The color of their coats is also drastically different. Golden retrievers get their name from their golden hues. Labradors, however, range from yellow to black to chocolate shades. Colors outside this range are considered undesirable and not dog-show worthy.
Dogs are great companions with an assortment of talents. As the most well-loved dog breeds, both types of retrievers are known for their intelligent and affectionate nature. Although, their energy levels throughout the day vary immensely.
Golden Retrievers are similar to waves of an ocean. In their high tide, they can be very playful and energetic, but after a while, their low tide will make an appearance. They’ll be visibly ready for a nice nap or snuggle session with the family. Unlike Labs, Goldens are capable of entertaining themselves when left at home alone for long hours. Once they’re adequately entertained and doted on, they’ll treat themselves to a nice snooze.
Labradors, on the other hand, needs a lot more entertainment for longer periods of time. It can be quite a challenge to tire-out a Labrador. Their temperaments are reminiscent of rushing river rapids. This restlessness stream of energy can stir a lot of problems if you have a collection of delicate trinkets around your home. Labs aren’t hardwired to be left at home alone for long periods of time. Labradors may even be subject to episodes of separation anxiety. Because of their attention-hungry spirits, your small children can safely cuddle this furry addition to your home.
When it comes to life span and health, Labradors have a slightly higher life expectancy. On average, a Lab can have a life span of 13 to 14 years. Golden retrievers, however, live only 11 to 12 years. Unfortunately, both breeds are susceptible to progressive retinal atrophy, hip and elbow dysplasia, and exercise-induced collapse. Golden retrievers are at a higher risk of developing cancer. The scientific world speculates that this is a result of a genetic mutation. Although, European Golden Retrievers’ mortality rates are significantly lower than North American Goldens.
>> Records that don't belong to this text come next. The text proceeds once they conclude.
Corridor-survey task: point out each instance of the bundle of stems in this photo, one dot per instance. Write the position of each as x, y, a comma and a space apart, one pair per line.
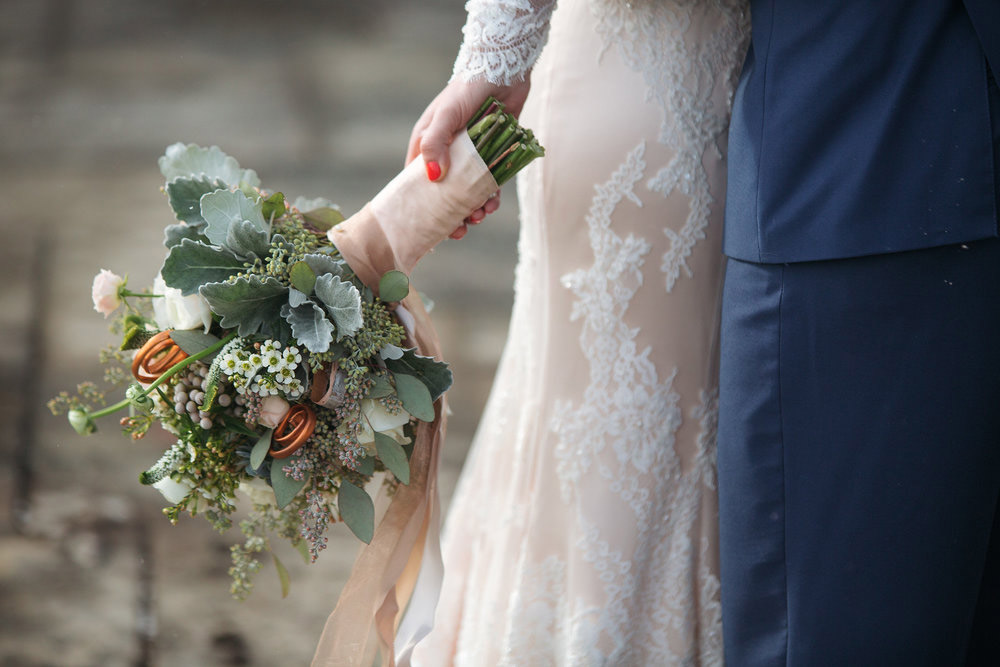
505, 146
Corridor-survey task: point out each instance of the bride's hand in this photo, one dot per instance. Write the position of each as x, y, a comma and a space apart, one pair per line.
445, 116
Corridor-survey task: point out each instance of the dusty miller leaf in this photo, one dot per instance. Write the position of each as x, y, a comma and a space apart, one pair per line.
193, 161
185, 193
246, 240
249, 304
192, 264
309, 326
222, 207
342, 301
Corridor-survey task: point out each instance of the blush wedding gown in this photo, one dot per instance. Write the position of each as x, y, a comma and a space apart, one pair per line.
583, 530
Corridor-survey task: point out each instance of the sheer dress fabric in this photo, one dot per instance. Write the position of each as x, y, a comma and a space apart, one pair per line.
583, 530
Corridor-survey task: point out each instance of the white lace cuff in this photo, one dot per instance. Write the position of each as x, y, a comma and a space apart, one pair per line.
502, 39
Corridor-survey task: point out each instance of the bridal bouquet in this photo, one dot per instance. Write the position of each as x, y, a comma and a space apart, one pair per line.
281, 346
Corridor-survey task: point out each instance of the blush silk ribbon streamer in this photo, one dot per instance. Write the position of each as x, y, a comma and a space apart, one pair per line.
394, 230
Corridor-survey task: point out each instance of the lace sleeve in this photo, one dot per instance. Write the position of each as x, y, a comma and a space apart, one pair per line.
502, 39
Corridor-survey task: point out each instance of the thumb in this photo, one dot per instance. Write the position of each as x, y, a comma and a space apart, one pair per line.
437, 138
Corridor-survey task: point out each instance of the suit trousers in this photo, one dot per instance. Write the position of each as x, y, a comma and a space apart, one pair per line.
859, 460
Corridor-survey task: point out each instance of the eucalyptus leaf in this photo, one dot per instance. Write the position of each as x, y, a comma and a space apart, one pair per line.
321, 264
310, 326
174, 234
357, 510
366, 466
342, 301
415, 396
393, 456
185, 193
260, 450
192, 161
302, 277
390, 352
381, 388
286, 581
222, 207
435, 374
193, 341
393, 286
285, 488
245, 240
192, 264
249, 304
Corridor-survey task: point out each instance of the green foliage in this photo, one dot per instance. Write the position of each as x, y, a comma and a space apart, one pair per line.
273, 206
435, 374
250, 305
246, 240
174, 234
393, 456
285, 488
191, 264
302, 277
393, 286
310, 325
222, 207
342, 301
185, 193
260, 449
357, 510
415, 396
193, 161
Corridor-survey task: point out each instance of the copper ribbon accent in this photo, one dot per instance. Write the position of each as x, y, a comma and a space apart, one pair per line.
292, 431
156, 357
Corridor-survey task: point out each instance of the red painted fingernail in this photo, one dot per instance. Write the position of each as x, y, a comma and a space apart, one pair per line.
433, 171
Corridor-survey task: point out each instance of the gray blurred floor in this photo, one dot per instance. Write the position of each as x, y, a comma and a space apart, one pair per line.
318, 97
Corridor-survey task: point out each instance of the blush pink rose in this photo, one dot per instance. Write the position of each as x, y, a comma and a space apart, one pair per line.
104, 292
272, 411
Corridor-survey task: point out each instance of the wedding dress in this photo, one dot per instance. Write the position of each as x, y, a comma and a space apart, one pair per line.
583, 530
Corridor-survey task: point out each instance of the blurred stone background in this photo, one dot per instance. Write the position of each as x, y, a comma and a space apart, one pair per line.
319, 97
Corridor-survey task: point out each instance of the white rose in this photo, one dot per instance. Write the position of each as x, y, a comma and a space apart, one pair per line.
173, 490
374, 417
176, 311
257, 490
272, 410
105, 292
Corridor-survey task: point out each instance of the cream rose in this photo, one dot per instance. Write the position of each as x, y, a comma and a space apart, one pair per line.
105, 292
173, 490
375, 418
176, 311
257, 490
272, 410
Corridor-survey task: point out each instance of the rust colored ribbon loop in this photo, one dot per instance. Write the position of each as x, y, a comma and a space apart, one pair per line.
293, 431
156, 357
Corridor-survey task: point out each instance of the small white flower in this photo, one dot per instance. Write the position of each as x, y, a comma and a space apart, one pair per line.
229, 364
273, 360
292, 356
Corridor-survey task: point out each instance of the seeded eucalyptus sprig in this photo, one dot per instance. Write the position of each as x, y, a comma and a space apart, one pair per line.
504, 145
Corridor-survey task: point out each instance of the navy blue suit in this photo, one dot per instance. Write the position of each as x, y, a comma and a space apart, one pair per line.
859, 433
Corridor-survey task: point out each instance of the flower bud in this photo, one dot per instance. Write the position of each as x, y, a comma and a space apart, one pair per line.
138, 399
81, 422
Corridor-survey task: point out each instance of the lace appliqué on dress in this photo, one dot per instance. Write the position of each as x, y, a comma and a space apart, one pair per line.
502, 39
683, 74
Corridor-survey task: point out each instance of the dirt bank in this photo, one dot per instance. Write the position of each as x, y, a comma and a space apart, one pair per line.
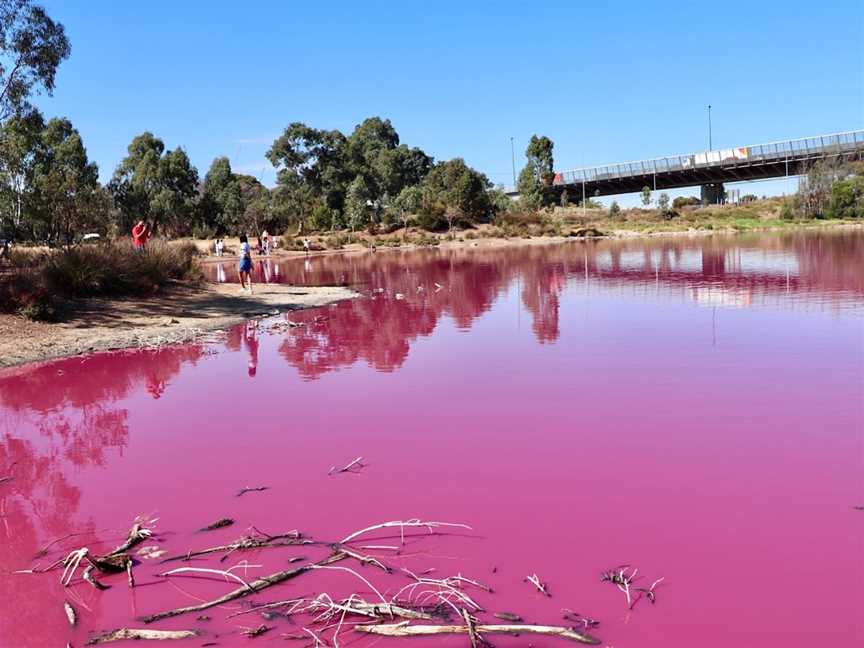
181, 313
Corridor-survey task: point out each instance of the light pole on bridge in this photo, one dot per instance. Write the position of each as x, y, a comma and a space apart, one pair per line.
710, 143
513, 160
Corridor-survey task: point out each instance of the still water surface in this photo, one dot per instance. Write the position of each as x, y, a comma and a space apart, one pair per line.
691, 407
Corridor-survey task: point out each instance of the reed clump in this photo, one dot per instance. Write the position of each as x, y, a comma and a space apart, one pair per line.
32, 283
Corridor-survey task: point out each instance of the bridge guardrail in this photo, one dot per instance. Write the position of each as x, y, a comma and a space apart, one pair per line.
788, 150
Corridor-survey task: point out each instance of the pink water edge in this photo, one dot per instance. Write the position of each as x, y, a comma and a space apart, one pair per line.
689, 407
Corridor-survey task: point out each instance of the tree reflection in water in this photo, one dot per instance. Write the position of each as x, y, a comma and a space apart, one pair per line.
60, 418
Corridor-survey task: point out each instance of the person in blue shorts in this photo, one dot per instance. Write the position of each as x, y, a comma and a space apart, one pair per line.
245, 264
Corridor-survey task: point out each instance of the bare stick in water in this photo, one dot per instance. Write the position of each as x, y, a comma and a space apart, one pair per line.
405, 629
122, 634
254, 586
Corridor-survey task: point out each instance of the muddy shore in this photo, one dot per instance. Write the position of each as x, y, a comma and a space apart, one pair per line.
177, 314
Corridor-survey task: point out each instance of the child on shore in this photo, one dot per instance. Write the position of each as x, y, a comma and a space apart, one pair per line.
245, 267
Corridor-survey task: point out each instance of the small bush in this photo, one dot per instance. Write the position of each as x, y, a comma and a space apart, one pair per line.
685, 201
847, 199
432, 221
788, 211
117, 269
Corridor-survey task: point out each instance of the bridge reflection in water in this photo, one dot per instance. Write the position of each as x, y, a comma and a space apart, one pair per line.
408, 292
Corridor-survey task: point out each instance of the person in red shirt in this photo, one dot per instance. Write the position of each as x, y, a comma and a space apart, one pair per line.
140, 234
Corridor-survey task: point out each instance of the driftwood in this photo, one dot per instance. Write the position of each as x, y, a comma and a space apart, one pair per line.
251, 489
254, 586
218, 524
245, 543
509, 617
70, 613
122, 634
405, 629
137, 535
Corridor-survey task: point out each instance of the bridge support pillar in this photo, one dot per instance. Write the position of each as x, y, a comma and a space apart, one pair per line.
713, 194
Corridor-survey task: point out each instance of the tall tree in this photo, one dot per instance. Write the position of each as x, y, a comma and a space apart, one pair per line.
454, 190
538, 174
357, 203
315, 158
66, 195
19, 138
152, 184
32, 46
Another notable difference between a Golden and Labrador Retriever is their price. On average, a Golden Retriever can range between $500 and $1000. A Labrador Retriever will cost a bit more, ranging between $850 and $1,200. Before purchasing a retriever of any kind, be sure to request the pups’ recommended health certificates. This can help ensure the healthiness of your new pup, especially if it’s a golden retriever.
When making your final decision, you should factor in your home environment, work schedule, the temperament you’d like in your future dog. Labradors are boisterous and energetic most of the time and, therefore, prefer homes that are lively. Golden Retrievers are calmer and tend to like homes that are tranquil and relaxing. No matter what breed you settle on, the Golden and Labrador Retriever would make a fantastic pet that your whole family will love and cherish.